Materials and Methods
The first sample has been taken from original soil of Razi industrial estate. It has coarse sandy loam texture with 31% clay, 11% silt and 57% of sand, pH equal 7, organic matter amount 2.3 % weight and density equal 1/8 gram per m3. Therefore, pure soil was extracted from 6 layers of soil to the depth of 0.5 m from Razi industrial area in Isfahan. Then, it was mixed by a concrete mixer specific to the block making. Afterwards, creosote was added evenly during stirring so the soil was contaminated deliberately. After storing in the laboratory for 3 weeks and homogeneity, the initial sample was chosen and its contamination was measured. This measurement was based on the amount of added oil to the certain volume of soil (about 30000 milligram in each kilogram). For avoiding error and having assurance from the amount of initial contamination, the sample was transferred to the laboratory and 25 gr of it was taken. Its hydrocarbon texture was extracted by solvent and its polar compositions were removed by passing on the silica gel absorbent. Then, a hydrocarbon was measured. The real pollutant amount of sample was 26776 milligram in each kilogram of soil. Secondary samples were chosen from basic sample, these chosen samples were washed under the different planned conditions. After finishing several complementary washing stages in different conditions, the soil samples remaining from washing were dried under different conditions. Then the amount of remained contamination in each sample was measured and recorded separately. At the next stage, the recorded results were analyzed. Stay time, temperature, pollutant concentration and washer concentration has been chosen as variable parameters.
Results and Discussion
According to the results, washing by pure water and temperature of 30°C would not be successful but by increasing temperature, the removing efficiency increased. Increasing temperature to 90°C increased the efficiency up to 18.5%. In addition, adding detergent to the environment increased the success of this method in reducing sample pollution. Increasing efficiency up to 4 g/L of detergent increased the efficiency up to 40% directly, but there was no significant change for increasing more than this amount. At this stage, the results showed that in the presence of detergent, increasing temperature caused to increase efficiency directly. The only difference was that increasing temperature (without detergent) increased efficiency directly, but in presence of detergent, increasing efficiency was significance up to 50% and after that it increased very slightly. The last studied parameter was time. These changes included increasing efficiency due to increasing time from 10 min to 20 min. Removing pollutant efficiency has been reduced by increasing time. Under all optimum conditions, in temperature of 90°C for 20 minutes and 4 g/L surfactant, Hydrocarbon removing efficiency was 61%. The economically optimum temperature is 50oC with regard to economical cases and the slight difference resulting from increase of temperature from 50 to 90°C.

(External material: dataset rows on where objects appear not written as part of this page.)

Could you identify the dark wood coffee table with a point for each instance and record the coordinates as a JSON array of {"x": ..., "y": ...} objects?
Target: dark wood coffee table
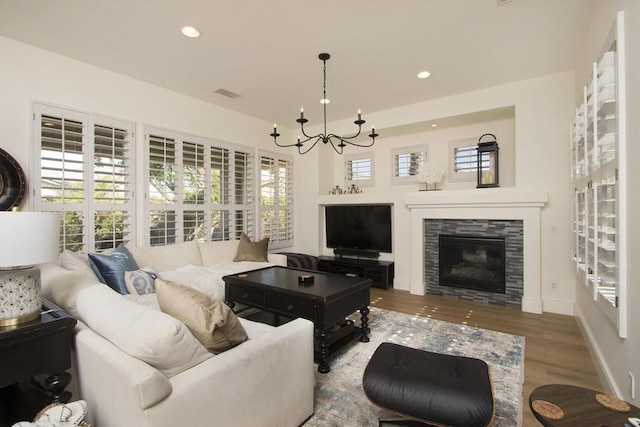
[
  {"x": 579, "y": 406},
  {"x": 326, "y": 302}
]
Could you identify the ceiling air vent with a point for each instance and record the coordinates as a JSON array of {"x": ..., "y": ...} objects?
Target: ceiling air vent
[{"x": 227, "y": 93}]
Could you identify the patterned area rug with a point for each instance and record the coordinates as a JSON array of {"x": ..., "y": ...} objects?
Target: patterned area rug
[{"x": 340, "y": 399}]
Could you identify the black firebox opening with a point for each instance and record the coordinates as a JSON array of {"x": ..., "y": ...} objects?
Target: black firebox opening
[{"x": 472, "y": 262}]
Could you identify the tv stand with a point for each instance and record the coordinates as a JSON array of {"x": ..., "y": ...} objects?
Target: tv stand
[
  {"x": 355, "y": 253},
  {"x": 380, "y": 272}
]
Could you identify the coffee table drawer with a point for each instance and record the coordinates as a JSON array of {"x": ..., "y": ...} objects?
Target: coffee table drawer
[
  {"x": 247, "y": 296},
  {"x": 291, "y": 307}
]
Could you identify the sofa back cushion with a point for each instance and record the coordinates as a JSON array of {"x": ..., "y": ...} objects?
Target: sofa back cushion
[
  {"x": 168, "y": 257},
  {"x": 140, "y": 331},
  {"x": 213, "y": 253}
]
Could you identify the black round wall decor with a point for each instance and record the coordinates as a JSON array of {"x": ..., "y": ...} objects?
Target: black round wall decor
[{"x": 12, "y": 182}]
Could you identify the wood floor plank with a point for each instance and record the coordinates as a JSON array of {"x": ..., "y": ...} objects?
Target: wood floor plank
[{"x": 555, "y": 349}]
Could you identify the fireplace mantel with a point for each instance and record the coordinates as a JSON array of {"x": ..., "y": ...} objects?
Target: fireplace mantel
[
  {"x": 489, "y": 203},
  {"x": 480, "y": 198}
]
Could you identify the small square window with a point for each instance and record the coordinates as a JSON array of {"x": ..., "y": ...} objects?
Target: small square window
[
  {"x": 463, "y": 164},
  {"x": 406, "y": 162},
  {"x": 359, "y": 170}
]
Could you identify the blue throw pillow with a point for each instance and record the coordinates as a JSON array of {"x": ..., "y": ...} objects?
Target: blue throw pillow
[{"x": 110, "y": 268}]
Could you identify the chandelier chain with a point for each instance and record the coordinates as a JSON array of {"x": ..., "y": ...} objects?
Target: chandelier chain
[{"x": 337, "y": 142}]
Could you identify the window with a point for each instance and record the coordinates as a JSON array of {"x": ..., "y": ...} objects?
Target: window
[
  {"x": 359, "y": 170},
  {"x": 464, "y": 160},
  {"x": 198, "y": 190},
  {"x": 406, "y": 162},
  {"x": 276, "y": 199},
  {"x": 84, "y": 172}
]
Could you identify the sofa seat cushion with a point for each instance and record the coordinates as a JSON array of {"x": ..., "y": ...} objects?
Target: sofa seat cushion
[
  {"x": 252, "y": 251},
  {"x": 140, "y": 331},
  {"x": 208, "y": 280},
  {"x": 254, "y": 329},
  {"x": 209, "y": 319},
  {"x": 168, "y": 257}
]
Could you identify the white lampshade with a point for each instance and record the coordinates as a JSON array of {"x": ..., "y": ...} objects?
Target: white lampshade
[{"x": 28, "y": 238}]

Generally, the results revealed the suitability of ionic sodium dodecyl sulfate for cleaning soil under conditions of contamination. But 39 % of pollutant in polluted soil after washing by considering optimal conditions has been reminded. It must be mentioned that due to inefficiency of this amount of contamination reduction from contaminated soils for the discharge of these soils into the environment, this method can be introduced as a pollution reduction or a method for pretreatment of complementary methods.